N2B Risk Management


N2B Credit Risk Management


N2B Credit Risk Management provides the operator with a holistic view that helps in understanding subscriber/partner risk profi­le and thereby aids its management. Further, N2B Credit Risk Management can quickly and seamlessly, accommodate new service information to provide an accurate picture of the exposure at any point in time and help its Customers to:


  • Reduce net bad debt expenses
  • Lower costs from credit and collections operations
  • Improve cash flow
  • Retain subscribers/partners
  • Increase top-line revenues

N2B Credit Risk Management is part of N2B Framework of tightly integrated, business focused applications that quickly and accurately transform under-exploited data from disparate sources into competitive opportunities for revenue protection, optimization and generation.

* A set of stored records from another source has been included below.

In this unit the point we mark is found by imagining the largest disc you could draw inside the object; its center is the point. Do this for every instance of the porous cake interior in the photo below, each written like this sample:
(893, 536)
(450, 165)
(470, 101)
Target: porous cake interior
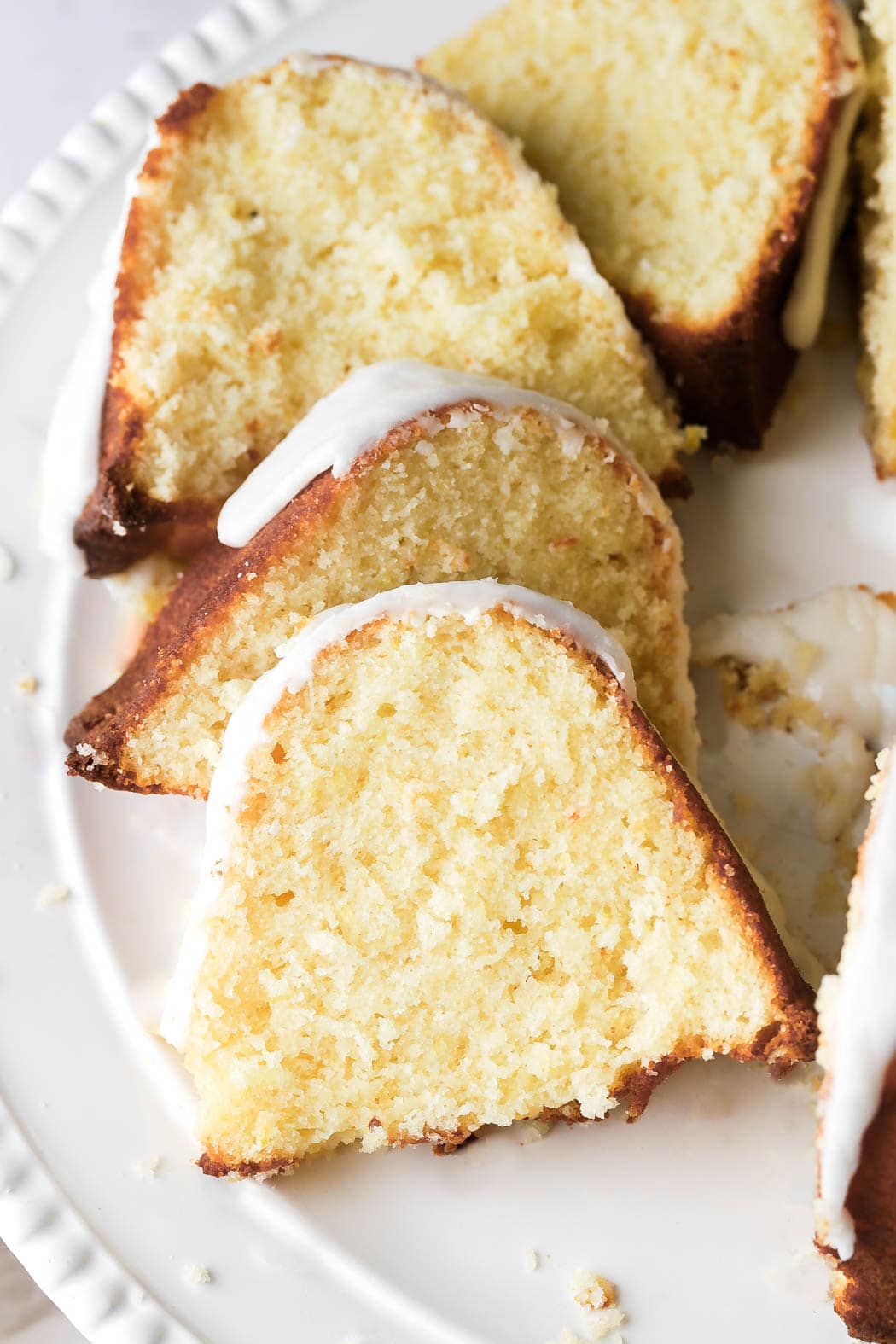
(638, 109)
(306, 224)
(456, 893)
(463, 496)
(876, 148)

  • Enable Operator to understand subscriber/partner behaviour across the entire credit lifecycle
  • Use quantitative analytics to understand and manage trends within your portfolio
  • Create environment of continuous learning through “test-and-learn” discipline
  • Provide 360° view of any Customer and Partner Operator and complete  understanding of customer/partner risk profile
  • Align business processes, technology, and organization structure
  • Customer specific approach and design risk exposure detection and monitoring
  • Proven increase of profitability due to minimized customer risk exposure
  • Prevent bill shock to customer, reduce churn and manage retention through increased customer loyalty and satisfaction
  • New service offering – Credit Limit applicable on any Level in Customer Hierarchy
Key Features
  • Continuous detection and assessment of subscribers’/partners’ usage (e.g., events from switches) and non-usage (e.g., payments, deposits), triggering alarms
  • Credit management capabilities extended to include dynamic credit limit management, credit classification, “balance due” management including late payment notification
  • Credit risk scoring is based on demographic information, usage behaviour and, if desired, other sources such as internal systems or external credit score rating companies.

N2B Credit Risk and N2B FM Advanced Scoring are additionally enriched in N2B Risk Management 6.0 with following algorithms: 

Random Forest

The aspect of variable importance ranking, which estimates predictive value of variables by scrambling the variable, in practice is used to test (one way) interaction effects and added to  model, resulting in performance which matches (or outperforms) random forests.

Ranked Multi-Label Rule (RMR) algorithm

In N2B’s approach to RMR algorithm a new associative classification technique are introduced, which are generating rules with multiple labels. RMR algorithm  has been developed specifically to address the problem of finding best scores within very large and sometimes noisy datasets.

N2B FM use RMR algorithm to generate a relatively large number of rules, which are then pruned. Additionally developed fuzzy set theory in N2B dealing with reasoning that is approximate rather than precisely deduced from classical predicate logic. The fuzzy sets are logically true formulas recursively enumerable (in spite of the fact that the crisp set of valid formulas is not recursively enumerable).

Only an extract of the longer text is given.